Вы здесь
За что боролись?
В России отношение к Литве за последние три десятилетия изменилось зигзагообразно: от завистливо-участливого почтения при советах, солидарности и сочувствия при Ельцине до холодка и мстительной усмешки в эру «вставания с колен». Как журналист, много писавший в качестве собкора, эту динамику хорошо представляю на собственном опыте. Если в 90-е годы спрос на новости и аналитику из Литвы был огромен, от предложений приходилось отбиваться, то к концу ельцинского периода ситуация стала быстро меняться. Найти новую работу стало все сложнее, объем публикаций стал сокращаться, плата – падать. А в ответ на удивление по этому поводу один из редакторов популярно разъяснил:
- Проблема не в качестве пера. А в том, что Балтия стала для нас просто заграницей. Если прежде она по привычке воспринималась хоть и отрезанной, но «своей», то теперь уподобилась какой-нибудь Дании. А у меня одна международная полоса. И часто пишем мы на ней о Дании? Один-два раза в квартал. Так почему Литве или Латвии должны отводить больше места? Вы для нас стали чужими, совершенно «заграничными» - вот и весь ответ.
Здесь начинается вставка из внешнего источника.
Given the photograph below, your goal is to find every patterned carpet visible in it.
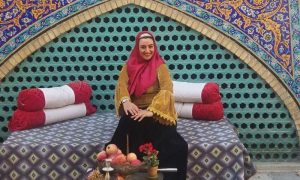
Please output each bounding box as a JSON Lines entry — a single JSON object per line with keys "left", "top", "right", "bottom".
{"left": 0, "top": 113, "right": 256, "bottom": 180}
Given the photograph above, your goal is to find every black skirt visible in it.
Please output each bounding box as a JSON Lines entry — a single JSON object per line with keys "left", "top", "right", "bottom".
{"left": 106, "top": 115, "right": 188, "bottom": 180}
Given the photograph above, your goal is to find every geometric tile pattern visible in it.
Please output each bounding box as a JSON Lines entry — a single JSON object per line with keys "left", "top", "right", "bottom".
{"left": 0, "top": 113, "right": 256, "bottom": 179}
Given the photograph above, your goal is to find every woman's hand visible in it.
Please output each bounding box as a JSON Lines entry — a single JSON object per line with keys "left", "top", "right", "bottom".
{"left": 131, "top": 110, "right": 153, "bottom": 122}
{"left": 123, "top": 101, "right": 139, "bottom": 116}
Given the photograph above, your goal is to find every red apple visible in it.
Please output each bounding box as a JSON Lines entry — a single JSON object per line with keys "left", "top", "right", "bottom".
{"left": 126, "top": 152, "right": 137, "bottom": 163}
{"left": 116, "top": 175, "right": 125, "bottom": 180}
{"left": 111, "top": 154, "right": 127, "bottom": 165}
{"left": 117, "top": 149, "right": 122, "bottom": 154}
{"left": 96, "top": 150, "right": 107, "bottom": 161}
{"left": 130, "top": 159, "right": 142, "bottom": 166}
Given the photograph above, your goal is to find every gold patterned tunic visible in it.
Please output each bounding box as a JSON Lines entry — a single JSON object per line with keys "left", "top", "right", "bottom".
{"left": 115, "top": 64, "right": 177, "bottom": 125}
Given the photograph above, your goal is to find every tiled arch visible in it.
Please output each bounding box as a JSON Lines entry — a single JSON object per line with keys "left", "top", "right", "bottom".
{"left": 0, "top": 0, "right": 299, "bottom": 138}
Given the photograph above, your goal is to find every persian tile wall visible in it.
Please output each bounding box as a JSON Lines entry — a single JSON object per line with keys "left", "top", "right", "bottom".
{"left": 0, "top": 0, "right": 299, "bottom": 101}
{"left": 164, "top": 0, "right": 300, "bottom": 101}
{"left": 0, "top": 0, "right": 99, "bottom": 53}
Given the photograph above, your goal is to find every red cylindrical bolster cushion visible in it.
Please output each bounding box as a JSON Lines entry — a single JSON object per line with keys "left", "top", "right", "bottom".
{"left": 201, "top": 82, "right": 221, "bottom": 104}
{"left": 192, "top": 101, "right": 224, "bottom": 121}
{"left": 173, "top": 81, "right": 221, "bottom": 103}
{"left": 8, "top": 102, "right": 96, "bottom": 132}
{"left": 68, "top": 81, "right": 92, "bottom": 104}
{"left": 85, "top": 102, "right": 97, "bottom": 115}
{"left": 17, "top": 81, "right": 92, "bottom": 111}
{"left": 17, "top": 88, "right": 45, "bottom": 112}
{"left": 8, "top": 109, "right": 45, "bottom": 132}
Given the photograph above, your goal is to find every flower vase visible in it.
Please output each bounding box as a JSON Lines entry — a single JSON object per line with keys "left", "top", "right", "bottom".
{"left": 148, "top": 166, "right": 158, "bottom": 178}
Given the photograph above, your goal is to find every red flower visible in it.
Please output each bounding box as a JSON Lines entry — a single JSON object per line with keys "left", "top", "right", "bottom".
{"left": 139, "top": 143, "right": 159, "bottom": 167}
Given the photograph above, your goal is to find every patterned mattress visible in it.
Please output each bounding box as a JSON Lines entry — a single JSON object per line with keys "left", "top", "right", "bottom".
{"left": 0, "top": 113, "right": 256, "bottom": 180}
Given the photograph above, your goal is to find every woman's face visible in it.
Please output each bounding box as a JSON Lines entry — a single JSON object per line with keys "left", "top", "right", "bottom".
{"left": 138, "top": 38, "right": 155, "bottom": 61}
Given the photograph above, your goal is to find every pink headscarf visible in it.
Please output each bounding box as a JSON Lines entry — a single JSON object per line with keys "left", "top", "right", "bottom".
{"left": 126, "top": 31, "right": 164, "bottom": 97}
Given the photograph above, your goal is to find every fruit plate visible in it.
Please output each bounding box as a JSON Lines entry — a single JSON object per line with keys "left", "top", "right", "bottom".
{"left": 98, "top": 161, "right": 148, "bottom": 176}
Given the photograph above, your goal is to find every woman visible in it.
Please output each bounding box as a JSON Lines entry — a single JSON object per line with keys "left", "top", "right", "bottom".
{"left": 107, "top": 31, "right": 188, "bottom": 180}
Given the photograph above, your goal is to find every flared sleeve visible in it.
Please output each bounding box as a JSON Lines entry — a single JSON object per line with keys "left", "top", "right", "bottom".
{"left": 147, "top": 64, "right": 177, "bottom": 125}
{"left": 115, "top": 65, "right": 131, "bottom": 117}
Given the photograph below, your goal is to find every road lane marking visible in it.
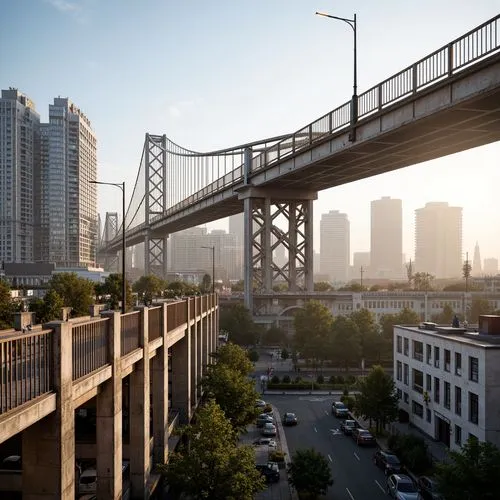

Сами же к этому стремились. Добились!
Вместе с интересом изменился и тембр отношения. Нынче для рядового россиянина характерно взирать на прибалтов свысока – как на мелкое, но зловредное насекомое, прибить которое можно одним плевком. Легко принимаются на веру и злорадно смакуются мифы о полном развале промышленности и упадке аграрного сектора, сопоставляются размеры средних зарплат и пенсий. И они, разумеется, в пользу российских. Вопрос о том, а не корректней ли сравнивать себя с Норвегией или Нидерландами, у которых тоже есть нефтегазовые иглы? А не с Балтией, которая все основные ресурсы покупает у России, да еще по самым высоким для Европы ценам?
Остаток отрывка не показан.